The black sabino filly is *Alpha Farms Isnt She Magical*. She's a full sister to Alpha Farms Magical Debut now owned and shown by From the Heart Farm.

Both of these fillies are by Buckeye WCF Classical Magic.

The black and white filly in the front is a young unrelated ASPC/AMHR mare that I may breed this year to a 100% Arenosa ASPC/AMHR stallion. Obviously I have not body clipped her yet!

More photos: (they'll take a few minutes to load)


----------



## crponies (May 7, 2007)

They are beautiful!
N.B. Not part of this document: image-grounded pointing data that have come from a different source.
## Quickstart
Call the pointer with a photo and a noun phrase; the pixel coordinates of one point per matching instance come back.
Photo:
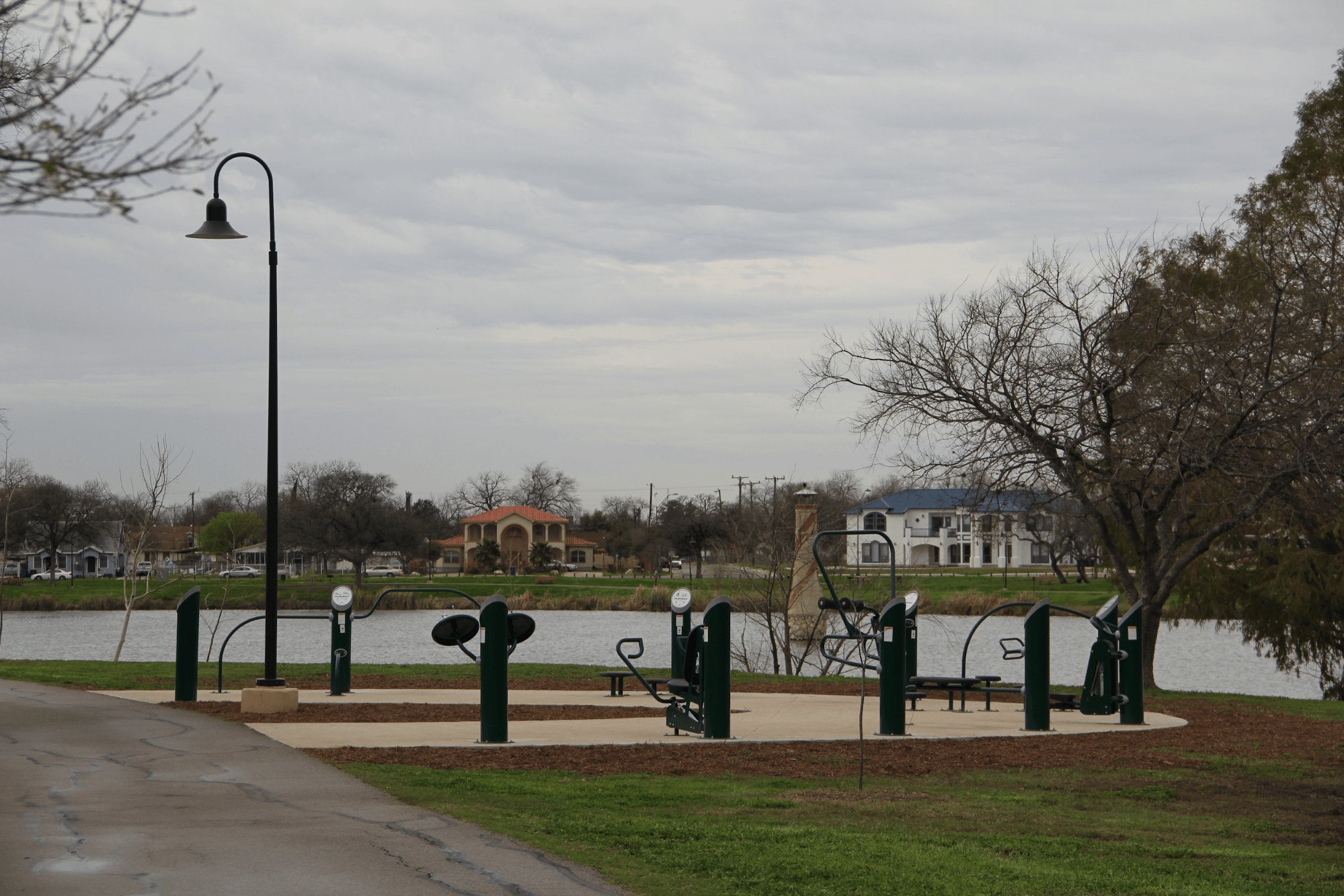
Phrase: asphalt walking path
(108, 797)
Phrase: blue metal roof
(951, 500)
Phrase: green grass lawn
(1236, 827)
(1041, 832)
(581, 594)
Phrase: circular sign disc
(342, 597)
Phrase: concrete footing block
(270, 700)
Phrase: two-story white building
(949, 527)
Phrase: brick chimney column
(807, 586)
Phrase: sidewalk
(108, 797)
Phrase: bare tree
(51, 50)
(483, 492)
(339, 510)
(545, 488)
(15, 477)
(141, 511)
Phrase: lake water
(1190, 656)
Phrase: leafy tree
(48, 51)
(1174, 389)
(1283, 581)
(230, 531)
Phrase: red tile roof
(499, 514)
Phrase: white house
(948, 527)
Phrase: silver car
(241, 573)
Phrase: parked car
(241, 573)
(48, 574)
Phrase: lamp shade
(216, 223)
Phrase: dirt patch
(1276, 738)
(387, 712)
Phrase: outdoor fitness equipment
(699, 700)
(1115, 676)
(890, 629)
(500, 633)
(340, 620)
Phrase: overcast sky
(609, 234)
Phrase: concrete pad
(102, 797)
(766, 718)
(270, 699)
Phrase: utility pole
(740, 487)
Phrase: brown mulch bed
(1212, 733)
(413, 712)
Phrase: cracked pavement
(108, 797)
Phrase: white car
(46, 577)
(241, 573)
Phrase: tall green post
(894, 675)
(1132, 667)
(717, 684)
(912, 637)
(1037, 683)
(340, 641)
(495, 671)
(188, 645)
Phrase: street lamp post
(216, 227)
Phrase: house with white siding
(949, 527)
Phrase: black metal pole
(270, 679)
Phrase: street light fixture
(216, 227)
I love those necks on them!



:


----------



## MissMolly (May 7, 2007)

I LOVE the silver bay! :bgrin


----------



## Leeana (May 7, 2007)

You already know i love both of them!!!

Your going to have to look us up at some shows this year, will you be doing the Ashland show?





Beautiful galls :lol: :aktion033:


----------



## Filipowicz Farm (May 7, 2007)

Beautiful horses.



: :bgrin


----------



## kaykay (May 8, 2007)

just beautiful!!


----------



## mendocinobackofbeyond (May 8, 2007)

Nice. Nice! Always a thrill when you get to see what you actually have...and like it  Ta, Shirlee


----------



## Firefall (May 8, 2007)

Oh my, that Abby is breath taking, so are the others, ya done good!!!!


----------



## alphahorses (May 9, 2007)

Thanks everyone.

Yes, I plan to be at Ashland at least one day. I think Area 2 show the first weekend of June will be their first show. They stand up well at home, we'll see what they do in a new place



:


----------